SkyNTP@lemmy.ml 1 month ago
Let me take this a step absurdly far:
You may be slightly more buoyant (and therefore apply less force on a scale) everytime you breath in. It’s not the presence of air that has this effect, it’s the decrease in density of your total body (mass/volume) that has that effect. (Helium just contributes a fractional more difference in density compared to air, but how much you breath in probably matters much more than what you breath)
Except, maybe not. Because the air you breath in partially dissolves in your blood. Dissolved matter does not decrease density, rather the opposite: it packs tightly into the voids, increasing mass for the same volume.
How much of an effect this has is hugely debatable, probably depends on a dozen biological and circumstantial factors, and this is where my knowledge ends. But it’s fun to imagine.

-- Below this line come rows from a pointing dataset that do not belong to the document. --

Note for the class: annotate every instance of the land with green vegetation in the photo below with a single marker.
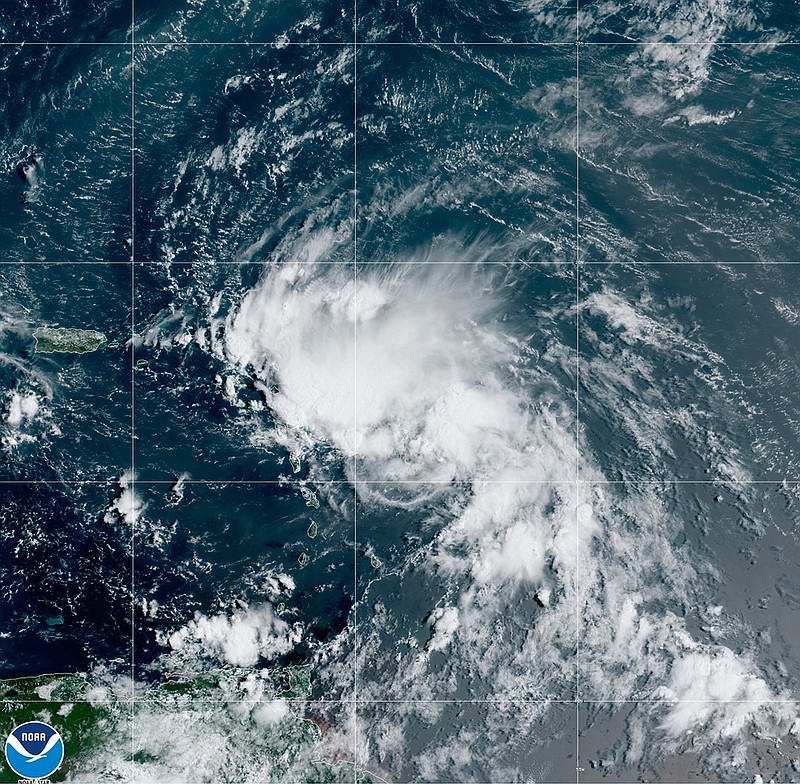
(274, 736)
(50, 340)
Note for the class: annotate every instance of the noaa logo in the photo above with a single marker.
(34, 750)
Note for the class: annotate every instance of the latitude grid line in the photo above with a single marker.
(345, 44)
(578, 482)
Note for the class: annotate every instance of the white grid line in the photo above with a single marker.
(379, 44)
(467, 261)
(135, 521)
(111, 481)
(355, 394)
(578, 619)
(349, 701)
(354, 701)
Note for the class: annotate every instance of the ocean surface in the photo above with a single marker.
(445, 426)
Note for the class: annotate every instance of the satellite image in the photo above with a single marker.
(400, 391)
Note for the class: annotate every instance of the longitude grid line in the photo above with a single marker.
(132, 262)
(577, 394)
(355, 392)
(133, 386)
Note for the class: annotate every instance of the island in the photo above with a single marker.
(50, 340)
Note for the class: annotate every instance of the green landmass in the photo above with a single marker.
(299, 678)
(101, 741)
(50, 340)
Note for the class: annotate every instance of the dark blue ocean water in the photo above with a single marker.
(596, 241)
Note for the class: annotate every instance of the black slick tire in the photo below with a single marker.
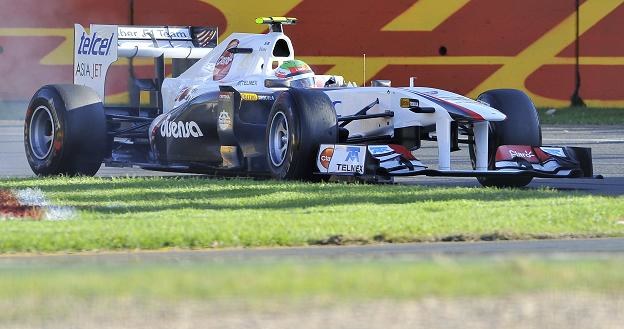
(300, 120)
(65, 131)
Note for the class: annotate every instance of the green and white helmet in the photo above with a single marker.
(298, 72)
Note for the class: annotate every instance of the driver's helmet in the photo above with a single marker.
(298, 72)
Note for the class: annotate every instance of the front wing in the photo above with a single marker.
(384, 161)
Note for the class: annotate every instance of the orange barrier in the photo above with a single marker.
(461, 45)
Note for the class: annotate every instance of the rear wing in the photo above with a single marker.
(94, 52)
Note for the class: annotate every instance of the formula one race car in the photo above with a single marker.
(246, 106)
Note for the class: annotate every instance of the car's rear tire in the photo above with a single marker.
(65, 131)
(299, 122)
(522, 127)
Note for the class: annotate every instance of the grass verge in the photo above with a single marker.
(322, 280)
(155, 213)
(581, 116)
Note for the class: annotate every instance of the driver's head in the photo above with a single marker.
(298, 72)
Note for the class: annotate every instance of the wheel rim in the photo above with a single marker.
(41, 132)
(278, 139)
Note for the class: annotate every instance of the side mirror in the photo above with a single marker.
(330, 81)
(277, 83)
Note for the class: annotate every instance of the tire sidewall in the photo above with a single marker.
(312, 121)
(284, 104)
(79, 141)
(53, 163)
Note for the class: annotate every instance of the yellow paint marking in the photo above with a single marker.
(515, 73)
(241, 14)
(425, 15)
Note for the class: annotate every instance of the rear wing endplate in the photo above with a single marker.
(94, 52)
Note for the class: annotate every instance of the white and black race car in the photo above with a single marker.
(248, 106)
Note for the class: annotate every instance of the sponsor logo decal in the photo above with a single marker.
(95, 45)
(352, 161)
(180, 129)
(521, 154)
(341, 159)
(326, 156)
(223, 64)
(266, 97)
(224, 121)
(185, 94)
(88, 70)
(154, 32)
(249, 97)
(556, 151)
(353, 154)
(247, 83)
(380, 149)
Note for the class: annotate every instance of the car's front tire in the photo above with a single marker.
(300, 120)
(65, 131)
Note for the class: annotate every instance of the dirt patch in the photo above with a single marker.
(10, 207)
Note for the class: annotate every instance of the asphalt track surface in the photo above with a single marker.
(607, 143)
(533, 248)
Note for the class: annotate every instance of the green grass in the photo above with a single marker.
(155, 213)
(313, 279)
(582, 116)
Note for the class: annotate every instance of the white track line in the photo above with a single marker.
(36, 197)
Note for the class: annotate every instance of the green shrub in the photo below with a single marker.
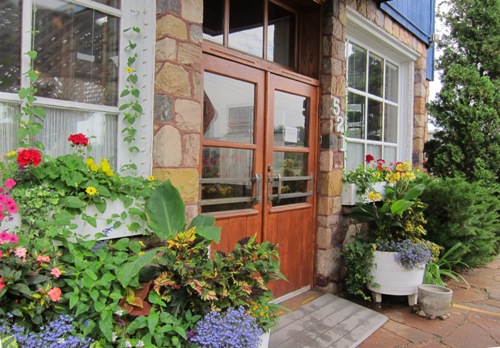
(464, 212)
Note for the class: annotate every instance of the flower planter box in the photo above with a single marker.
(350, 195)
(104, 221)
(390, 278)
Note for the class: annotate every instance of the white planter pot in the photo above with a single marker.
(390, 278)
(350, 195)
(104, 221)
(434, 299)
(264, 339)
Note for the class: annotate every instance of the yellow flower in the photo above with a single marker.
(91, 190)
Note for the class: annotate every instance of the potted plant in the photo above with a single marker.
(366, 183)
(395, 233)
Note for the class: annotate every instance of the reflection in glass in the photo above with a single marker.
(213, 20)
(77, 53)
(59, 124)
(246, 31)
(374, 131)
(281, 35)
(224, 164)
(10, 46)
(228, 109)
(291, 116)
(391, 82)
(375, 73)
(356, 116)
(391, 124)
(356, 60)
(355, 155)
(8, 127)
(289, 164)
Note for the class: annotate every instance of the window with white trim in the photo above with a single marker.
(379, 104)
(81, 58)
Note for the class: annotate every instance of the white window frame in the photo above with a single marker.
(366, 34)
(132, 13)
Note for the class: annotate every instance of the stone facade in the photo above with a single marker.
(179, 105)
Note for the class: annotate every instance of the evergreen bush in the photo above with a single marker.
(459, 211)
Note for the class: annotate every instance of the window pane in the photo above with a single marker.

However, if you can imagine inhaling but holding your breath at the same time, creating a vacuum in your lungs, then yes, you would be more buoyant, even more than inhaling helium, and the scale would read slightly less.
Bertuccio@lemmy.world 1 month ago
When you inflate a balloon with your breath is it more bouyant?
HeyThisIsntTheYMCA@lemmy.world 1 month ago
At which point are we weighing you? You weigh the same as when you are holding the balloon. Pre-balloon, you weigh more.
Boomkop3@reddthat.com 1 month ago
No, you don’t. You’re adding more mass to your body. However: not as much as you would when breathing air
Hyperlon@lemmy.world 1 month ago
You are adding more mass to your body, but you are also decreasing your body’s density. So this should in fact make you lighter on the surface of the earth.
Boomkop3@reddthat.com 1 month ago
Buoyancy is a thing, even in the regular old earth’ atmosphere. I figured to mention it but I didn’t want to give too complex of an answer
johsny@lemmy.world 1 month ago
Weigh less, but your mass slightly increases, so maybe it cancels out.
_haha_oh_wow_@sh.itjust.works 1 month ago
Briefly, slightly, yes. Practically speaking, it’s negligible though.